3Dプリンターを“活用した”建築–。PONDEDGEの鈴木淳平氏、farmの村部塁氏、VOIDの溝端友輔氏が生み出したトイレ7は、3Dプリンター建築のイメージとして真っ先に浮かぶ、構造物の大部分をプリンターで出力した建築とは異なり、S造の躯体に取り付けたパネルのみが3Dプリンターによる部材である点がポイントだ。あえて一部のみに使ったのは、ほかの建材と同じように、「建築のクオリティーを高める選択肢の一つとして、建築界に開きたい」(村部氏)という思いがある。
うねりを描くパネルは、車のヘッドランプやカメラレンズなどに使用されるプラスチック「ポリカーボネート樹脂」を材料に、3Dプリンターで製作。3Dプリンターならではの積層痕が「光を乱反射させ、面白い光の見え方を生む」(鈴木氏)というこの特性を「うまく利用したい」。そう考えて考案したのが、「蜃気楼のような建築」だ。「万博会場にはシンボリックな建築が立ち並ぶからこそ、それらの建築が反射して映り込み、刻一刻と表情が変わる、存在が曖昧になるような建築を目指した」と鈴木氏は解説する。
実際に現地では、来場者が着る服の色のほか、隣接するパビリオンや夜に行われる水上ショーの光がパネルに反射し、ここでしか体験できない印象的な風景を生み出している。
ふんわりとした柔らかさを持ち、カーテンのような印象も与えるこのパネルはどのように生まれたのか。鍵を握るのが、3Dプリンターを使って樹脂の大型部材をつくる際に支障となる“精度の取りづらさ”だ。
これを逆手に取り、「生じるひずみを良さとして受け入れることにした。躯体の鉄骨に干渉しなければ合格というゆとりを持った基準とすることで、面白いものができた」と村部氏。2m超のパネル1枚をつくるのに最大30時間を要し、「交代制でつきっきりになってつくった」というエピソードから分かるように、完全に機械任せにできないからこその「手仕事的な良さ」が、魅力につながった。
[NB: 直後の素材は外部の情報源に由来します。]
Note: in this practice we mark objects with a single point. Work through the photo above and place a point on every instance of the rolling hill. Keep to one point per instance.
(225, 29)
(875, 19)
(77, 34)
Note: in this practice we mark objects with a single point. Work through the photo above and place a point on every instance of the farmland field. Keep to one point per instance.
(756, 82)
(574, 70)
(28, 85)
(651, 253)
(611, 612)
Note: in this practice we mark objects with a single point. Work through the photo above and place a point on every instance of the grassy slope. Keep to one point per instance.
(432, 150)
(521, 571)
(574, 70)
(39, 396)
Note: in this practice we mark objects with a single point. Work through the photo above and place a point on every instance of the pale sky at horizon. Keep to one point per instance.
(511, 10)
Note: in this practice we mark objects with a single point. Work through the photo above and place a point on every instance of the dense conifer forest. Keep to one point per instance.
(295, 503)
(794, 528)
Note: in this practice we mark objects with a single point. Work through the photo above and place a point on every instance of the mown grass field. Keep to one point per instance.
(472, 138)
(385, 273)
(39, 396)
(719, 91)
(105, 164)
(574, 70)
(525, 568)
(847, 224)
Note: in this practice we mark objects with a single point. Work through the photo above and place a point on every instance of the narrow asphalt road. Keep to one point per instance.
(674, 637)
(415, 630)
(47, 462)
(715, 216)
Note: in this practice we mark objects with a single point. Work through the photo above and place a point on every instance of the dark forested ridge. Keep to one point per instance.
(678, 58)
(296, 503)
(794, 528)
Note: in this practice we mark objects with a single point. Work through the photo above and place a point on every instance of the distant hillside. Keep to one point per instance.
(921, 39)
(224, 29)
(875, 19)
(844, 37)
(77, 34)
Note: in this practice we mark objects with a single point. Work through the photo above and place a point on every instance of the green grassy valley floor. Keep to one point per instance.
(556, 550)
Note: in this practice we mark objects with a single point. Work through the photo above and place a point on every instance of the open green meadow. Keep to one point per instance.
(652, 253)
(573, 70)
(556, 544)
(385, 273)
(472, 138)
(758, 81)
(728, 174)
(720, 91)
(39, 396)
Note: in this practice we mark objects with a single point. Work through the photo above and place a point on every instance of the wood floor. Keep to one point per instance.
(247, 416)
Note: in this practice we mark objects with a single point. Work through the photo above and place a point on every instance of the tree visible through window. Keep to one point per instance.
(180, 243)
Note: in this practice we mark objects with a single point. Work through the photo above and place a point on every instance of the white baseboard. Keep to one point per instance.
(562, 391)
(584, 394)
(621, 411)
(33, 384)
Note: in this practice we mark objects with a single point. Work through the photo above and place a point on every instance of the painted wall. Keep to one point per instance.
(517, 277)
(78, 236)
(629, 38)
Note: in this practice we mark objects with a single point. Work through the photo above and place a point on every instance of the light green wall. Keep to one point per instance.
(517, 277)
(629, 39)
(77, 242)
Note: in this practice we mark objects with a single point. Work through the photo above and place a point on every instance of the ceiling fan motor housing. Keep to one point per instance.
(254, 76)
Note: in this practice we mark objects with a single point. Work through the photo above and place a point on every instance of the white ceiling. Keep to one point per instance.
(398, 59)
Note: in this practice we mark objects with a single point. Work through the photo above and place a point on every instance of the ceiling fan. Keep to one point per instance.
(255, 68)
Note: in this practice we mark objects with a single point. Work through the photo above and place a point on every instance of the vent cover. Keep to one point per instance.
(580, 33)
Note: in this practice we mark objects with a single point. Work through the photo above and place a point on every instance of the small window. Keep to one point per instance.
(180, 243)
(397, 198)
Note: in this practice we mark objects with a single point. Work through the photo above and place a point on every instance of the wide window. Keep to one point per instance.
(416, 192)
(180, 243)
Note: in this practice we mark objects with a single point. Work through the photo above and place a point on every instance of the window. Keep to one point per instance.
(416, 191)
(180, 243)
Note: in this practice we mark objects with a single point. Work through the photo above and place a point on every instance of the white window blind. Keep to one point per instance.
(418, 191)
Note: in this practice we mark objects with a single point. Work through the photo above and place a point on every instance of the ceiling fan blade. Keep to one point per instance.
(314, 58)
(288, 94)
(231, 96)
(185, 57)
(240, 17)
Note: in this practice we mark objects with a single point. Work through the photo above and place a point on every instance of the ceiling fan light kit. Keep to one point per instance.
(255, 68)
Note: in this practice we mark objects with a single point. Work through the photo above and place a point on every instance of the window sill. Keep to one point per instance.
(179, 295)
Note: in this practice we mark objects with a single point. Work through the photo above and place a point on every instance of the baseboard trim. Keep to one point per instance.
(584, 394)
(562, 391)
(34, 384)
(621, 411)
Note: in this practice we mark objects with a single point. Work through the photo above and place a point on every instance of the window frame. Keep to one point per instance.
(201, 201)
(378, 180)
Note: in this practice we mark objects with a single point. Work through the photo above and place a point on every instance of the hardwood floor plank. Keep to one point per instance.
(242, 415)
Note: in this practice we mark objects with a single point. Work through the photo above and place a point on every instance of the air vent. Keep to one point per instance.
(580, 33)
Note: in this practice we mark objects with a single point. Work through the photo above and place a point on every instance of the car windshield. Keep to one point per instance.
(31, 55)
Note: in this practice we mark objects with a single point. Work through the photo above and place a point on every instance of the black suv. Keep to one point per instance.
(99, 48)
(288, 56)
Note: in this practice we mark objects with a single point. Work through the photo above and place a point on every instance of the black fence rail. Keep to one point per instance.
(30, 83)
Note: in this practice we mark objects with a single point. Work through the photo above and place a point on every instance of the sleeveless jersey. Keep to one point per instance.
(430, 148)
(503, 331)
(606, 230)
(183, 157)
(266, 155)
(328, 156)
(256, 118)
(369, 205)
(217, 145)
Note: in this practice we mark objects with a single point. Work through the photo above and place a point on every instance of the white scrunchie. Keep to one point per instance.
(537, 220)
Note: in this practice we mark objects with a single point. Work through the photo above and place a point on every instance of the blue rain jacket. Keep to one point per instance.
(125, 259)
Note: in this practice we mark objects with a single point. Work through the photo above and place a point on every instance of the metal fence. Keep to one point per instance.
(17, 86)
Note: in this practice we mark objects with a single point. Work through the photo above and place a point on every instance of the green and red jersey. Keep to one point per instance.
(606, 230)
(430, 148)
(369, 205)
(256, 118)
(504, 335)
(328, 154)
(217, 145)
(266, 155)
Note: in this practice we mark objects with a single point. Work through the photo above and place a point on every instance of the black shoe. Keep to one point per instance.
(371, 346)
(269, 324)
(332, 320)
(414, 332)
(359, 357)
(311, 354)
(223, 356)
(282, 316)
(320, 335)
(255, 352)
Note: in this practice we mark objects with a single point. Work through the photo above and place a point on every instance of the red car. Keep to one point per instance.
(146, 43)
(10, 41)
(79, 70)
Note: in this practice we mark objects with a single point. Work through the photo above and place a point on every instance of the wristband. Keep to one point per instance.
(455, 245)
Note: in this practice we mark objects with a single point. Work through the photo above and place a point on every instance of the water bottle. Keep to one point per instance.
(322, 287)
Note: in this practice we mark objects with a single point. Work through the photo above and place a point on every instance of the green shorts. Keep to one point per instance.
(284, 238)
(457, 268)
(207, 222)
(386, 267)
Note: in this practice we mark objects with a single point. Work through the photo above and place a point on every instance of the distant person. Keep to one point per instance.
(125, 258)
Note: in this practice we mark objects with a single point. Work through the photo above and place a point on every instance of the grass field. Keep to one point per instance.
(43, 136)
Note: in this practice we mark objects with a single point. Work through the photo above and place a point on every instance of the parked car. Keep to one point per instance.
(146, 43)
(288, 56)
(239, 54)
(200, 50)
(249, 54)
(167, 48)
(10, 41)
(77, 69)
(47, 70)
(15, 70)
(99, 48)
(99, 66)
建築設計を担当した鈴木氏、村部氏とともに重要な役割を果たしたのが、3Dプリント領域を得意とするVOIDの溝端氏だ。設計、製作と立場の異なる3人がワンチームでタッグを組むことにより、設計段階から綿密に製作実験を重ねることができた。実験・研究費は設計費に含まれないため、協賛を集めることも求められたが、事業の立ち上げや企画、ブランディングも手掛ける溝端氏のノウハウが存分に発揮され、円滑なマネジメントが実現したという。
“閉じない”ことをキーワードに建築に向き合う村部氏だが、まさしく今回のプロジェクトは設計者だけで閉じなかったことにより実現した事例で、協働によって素材の可能性が引き出された。
鈴木氏が建築をつくる際に大切にしている“新しさ”も、今回のプロジェクトの特徴と言える。「一つの建築を完成させるためにたくさんの人が心を一つにして努力するのは、皆がまだ見ぬ世界を見たいからだと思う」。今回のトイレ7も同様だ。建築は人をつなぐ–。「人がいる場所にこそ空間がある」という村部氏の言葉には、過去から現在に至るまで、どの時代も変わらず人が関わり、触れられてきた建築の根幹が詰まっている。